Reputation: 409
I am trying to accomplish the following logical operation in Python but getting into memory and time issues. Since, I am very new to python, guidance on how and where to optimize the problem would be appreciated ! ( I do understand that the following question is somewhat abstract )
import networkx as nx
dic_score = {}
G = nx.watts_strogatz_graph(10000,10,.01) # Generate 2 graphs with 10,000 nodes using Networkx
H = nx.watts_strogatz_graph(10000,10,.01)
for Gnodes in G.nodes()
for Hnodes in H.nodes () # i.e. For all the pair of nodes in both the graphs
score = SomeOperation on (Gnodes,Hnodes) # Calculate a metric
dic_score.setdefault(Gnodes,[]).append([Hnodes, score, -1 ]) # Store the metric in the form a Key: value, where value become a list of lists, pair in a dictionary
Then Sort the lists in the generated dictionary according to the criterion mentioned here sorting_criterion
My problems/questions are:
1) Is there a better way of approaching this than using the for loops for iteration?
2) What should be the most optimized (fastest) method of approaching the above mentioned problem ? Should I consider using another data structure than a dictionary ? or possibly file operations ?

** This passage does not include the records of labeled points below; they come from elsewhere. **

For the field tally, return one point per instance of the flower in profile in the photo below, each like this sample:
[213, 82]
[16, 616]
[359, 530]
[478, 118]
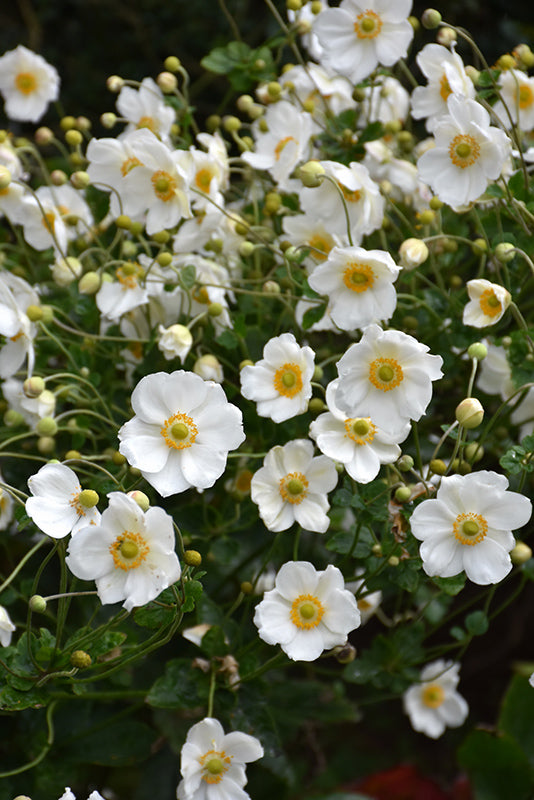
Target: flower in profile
[213, 763]
[280, 383]
[292, 486]
[468, 526]
[182, 431]
[307, 612]
[469, 153]
[387, 376]
[487, 303]
[361, 34]
[28, 84]
[129, 554]
[433, 704]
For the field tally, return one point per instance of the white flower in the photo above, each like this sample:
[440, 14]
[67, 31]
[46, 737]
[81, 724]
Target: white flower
[292, 486]
[359, 285]
[307, 612]
[6, 627]
[359, 444]
[487, 303]
[361, 34]
[130, 554]
[182, 431]
[469, 153]
[59, 506]
[468, 525]
[388, 376]
[434, 704]
[281, 382]
[213, 763]
[28, 84]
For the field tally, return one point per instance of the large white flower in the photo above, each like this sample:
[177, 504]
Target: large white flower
[387, 376]
[130, 554]
[468, 526]
[359, 285]
[361, 34]
[292, 486]
[28, 84]
[213, 763]
[182, 431]
[280, 382]
[434, 704]
[59, 505]
[307, 612]
[469, 153]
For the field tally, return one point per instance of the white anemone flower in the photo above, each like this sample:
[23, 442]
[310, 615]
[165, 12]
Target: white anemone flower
[59, 505]
[292, 486]
[468, 526]
[359, 286]
[487, 303]
[356, 442]
[307, 612]
[387, 376]
[469, 153]
[27, 83]
[129, 554]
[433, 704]
[182, 431]
[280, 383]
[213, 763]
[361, 34]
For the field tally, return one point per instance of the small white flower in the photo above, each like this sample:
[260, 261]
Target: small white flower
[28, 84]
[487, 303]
[468, 526]
[59, 506]
[213, 763]
[292, 486]
[280, 383]
[129, 554]
[182, 431]
[307, 612]
[434, 704]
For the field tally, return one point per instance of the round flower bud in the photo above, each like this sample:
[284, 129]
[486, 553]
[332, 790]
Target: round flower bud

3) Since I need to sort the lists inside this dictionary, which has 10,000 keys each corresponding to a list of 10,000 values, memory requirements become huge quite quickly and I run out of it.
3) Is there a way to integrate the sorting process within the calculation of dictionary itself i.e. avoid doing a separate loop to sort?

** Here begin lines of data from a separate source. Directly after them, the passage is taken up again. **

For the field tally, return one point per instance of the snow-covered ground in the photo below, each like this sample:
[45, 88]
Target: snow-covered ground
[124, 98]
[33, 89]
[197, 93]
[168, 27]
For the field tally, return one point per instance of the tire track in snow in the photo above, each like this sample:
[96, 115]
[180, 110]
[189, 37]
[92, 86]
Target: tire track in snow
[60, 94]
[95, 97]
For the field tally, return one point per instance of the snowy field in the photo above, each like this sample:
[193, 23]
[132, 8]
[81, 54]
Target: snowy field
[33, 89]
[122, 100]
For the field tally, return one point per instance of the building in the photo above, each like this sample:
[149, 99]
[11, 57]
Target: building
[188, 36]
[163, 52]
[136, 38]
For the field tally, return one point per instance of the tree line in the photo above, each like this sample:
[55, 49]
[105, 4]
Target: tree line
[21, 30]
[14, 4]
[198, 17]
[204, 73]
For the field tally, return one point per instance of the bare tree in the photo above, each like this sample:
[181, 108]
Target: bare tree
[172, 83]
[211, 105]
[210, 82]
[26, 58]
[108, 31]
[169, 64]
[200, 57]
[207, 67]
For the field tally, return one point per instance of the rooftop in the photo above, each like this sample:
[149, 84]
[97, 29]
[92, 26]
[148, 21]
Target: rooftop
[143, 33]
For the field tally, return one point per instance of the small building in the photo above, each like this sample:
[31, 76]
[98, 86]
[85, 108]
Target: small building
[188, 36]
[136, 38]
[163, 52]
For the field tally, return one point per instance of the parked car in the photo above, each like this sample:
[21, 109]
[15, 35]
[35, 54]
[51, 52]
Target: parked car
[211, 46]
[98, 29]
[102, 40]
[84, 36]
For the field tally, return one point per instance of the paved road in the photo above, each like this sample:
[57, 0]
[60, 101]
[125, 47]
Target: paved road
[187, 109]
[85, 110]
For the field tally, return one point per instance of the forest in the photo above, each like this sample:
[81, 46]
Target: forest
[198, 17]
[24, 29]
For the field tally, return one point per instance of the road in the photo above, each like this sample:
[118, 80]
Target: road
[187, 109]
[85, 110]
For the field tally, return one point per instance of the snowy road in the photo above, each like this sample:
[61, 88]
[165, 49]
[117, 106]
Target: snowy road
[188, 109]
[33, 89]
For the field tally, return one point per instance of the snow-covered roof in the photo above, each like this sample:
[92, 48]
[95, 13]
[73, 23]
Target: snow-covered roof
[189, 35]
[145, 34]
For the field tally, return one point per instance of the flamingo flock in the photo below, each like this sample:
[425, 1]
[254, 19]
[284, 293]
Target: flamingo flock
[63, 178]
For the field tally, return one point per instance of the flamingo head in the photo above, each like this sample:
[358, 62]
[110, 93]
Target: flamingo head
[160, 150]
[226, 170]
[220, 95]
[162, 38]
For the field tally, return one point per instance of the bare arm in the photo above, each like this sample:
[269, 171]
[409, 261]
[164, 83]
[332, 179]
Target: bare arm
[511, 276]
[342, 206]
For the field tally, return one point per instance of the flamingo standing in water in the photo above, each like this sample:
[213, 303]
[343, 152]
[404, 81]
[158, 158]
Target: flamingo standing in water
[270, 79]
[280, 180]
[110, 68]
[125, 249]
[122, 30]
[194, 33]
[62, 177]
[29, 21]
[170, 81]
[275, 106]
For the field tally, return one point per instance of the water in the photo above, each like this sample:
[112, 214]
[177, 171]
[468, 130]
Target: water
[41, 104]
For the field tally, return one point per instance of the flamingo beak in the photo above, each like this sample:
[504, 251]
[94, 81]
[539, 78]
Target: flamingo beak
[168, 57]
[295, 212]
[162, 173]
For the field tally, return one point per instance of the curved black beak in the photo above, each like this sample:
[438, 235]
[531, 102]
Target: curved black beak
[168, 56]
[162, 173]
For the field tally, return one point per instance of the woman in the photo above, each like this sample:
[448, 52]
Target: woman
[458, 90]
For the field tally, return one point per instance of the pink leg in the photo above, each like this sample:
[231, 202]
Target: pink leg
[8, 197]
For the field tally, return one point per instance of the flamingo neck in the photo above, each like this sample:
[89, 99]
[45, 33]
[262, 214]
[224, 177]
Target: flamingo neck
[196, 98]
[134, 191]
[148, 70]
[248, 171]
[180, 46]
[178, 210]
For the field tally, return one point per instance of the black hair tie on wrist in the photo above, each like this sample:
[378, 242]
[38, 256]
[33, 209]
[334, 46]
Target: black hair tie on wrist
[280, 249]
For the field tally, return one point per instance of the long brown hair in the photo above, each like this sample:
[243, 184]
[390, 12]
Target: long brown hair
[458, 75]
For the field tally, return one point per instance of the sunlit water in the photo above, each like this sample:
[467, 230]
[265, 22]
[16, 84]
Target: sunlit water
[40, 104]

Any inputs would be appreciated ! Thanks !
Upvotes: 2
Views: 786
Reputation: 36513
1) You can use one of functions from itertools
module for that. Let me just mention it, you can read the manual or call:
from itertools import product
help(product)
Here's an example:
for item1, item2 in product(list1, list2):
pass
2) If the result is too big to fit in memory, try saving them somewhere. You can output it into a CSV file for example:
with open('result.csv') as outfile:
writer = csv.writer(outfile, dialect='excel')
for ...
writer.write(...)
This will free your memory.
3) I think it's better to sort the result data afterwards (because sort
function is rather quick) rather than complicate the matters and sort the data on the fly.
You could instead use NumPy arroy/matrix operations (sums, products, or even map a function to each matrix row). These are so fast that sometimes filtering the data costs more than calculating everything.
If your app is still very slow, try profiling it to see exactly what operation is slow or is done too many times:
from cProfile import Profile
p = Profile()
p.runctx('my_function(args)', {'my_function': my_function, 'args': my_data}, {})
p.print_stats()
You'll see the table:
2706 function calls (2004 primitive calls) in 4.504 CPU seconds
Ordered by: standard name
ncalls tottime percall cumtime percall filename:lineno(function)
2 0.006 0.003 0.953 0.477 pobject.py:75(save_objects)
43/3 0.533 0.012 0.749 0.250 pobject.py:99(evaluate)
...
Upvotes: 5
Reputation: 4723
Others have mentioned itertools.product
. That's good, but in your case, there is another possibility: a generator expression for the inner loop, and the sorted
function. (Code untested, of course.)
import networkx as nx
from operator import itemgetter
dic_score = {}
G = nx.watts_strogatz_graph(10000,10,.01) # Generate 2 graphs with 10,000 nodes using Networkx
H = nx.watts_strogatz_graph(10000,10,.01)
for Gnodes in G.nodes():
dic_score[Gnodes] = sorted([Hnodes, score(Gnodes, Hnodes), -1] for Hnodes in H.nodes(), key=operator.itemgetter(1)) # sort on score
The inner loop is replaced by a generator expression. It is also sorted on the fly (assuming you want to sort each inner list on score
). Instead of storing in a dictionary, you could easily write each inner list to a file, which would help with memory.
Upvotes: 1
Reputation: 66729
When working with functions that returns a list, check out for a function that returns an iterator.
This will improve memory usage.
In your case, nx.nodes
returns the complete list. See: nodes
Use nodes_iter
since it returns an iterator. This should ensure that you do not have the full list of nodes in memory while iterating on the nodes in your for loop.
See: nodes_iter
Some improvement:
import networkx as nx
dic_score = {}
G = nx.watts_strogatz_graph(10000,10,.01)
H = nx.watts_strogatz_graph(10000,10,.01)
for Gnodes in G.nodes_iter() ----------------> changed from G.nodes()
for Hnodes in H.nodes_iter() -----------> changed from H.nodes()
score = SomeOperation on (Gnodes,Hnodes)
dic_score.setdefault(Gnodes,[]).append([Hnodes, score, -1 ])
You can also use the other idiom since now you have two iterators: use itertools.products
product(A, B) returns the same as ((x,y) for x in A for y in B).
Upvotes: 4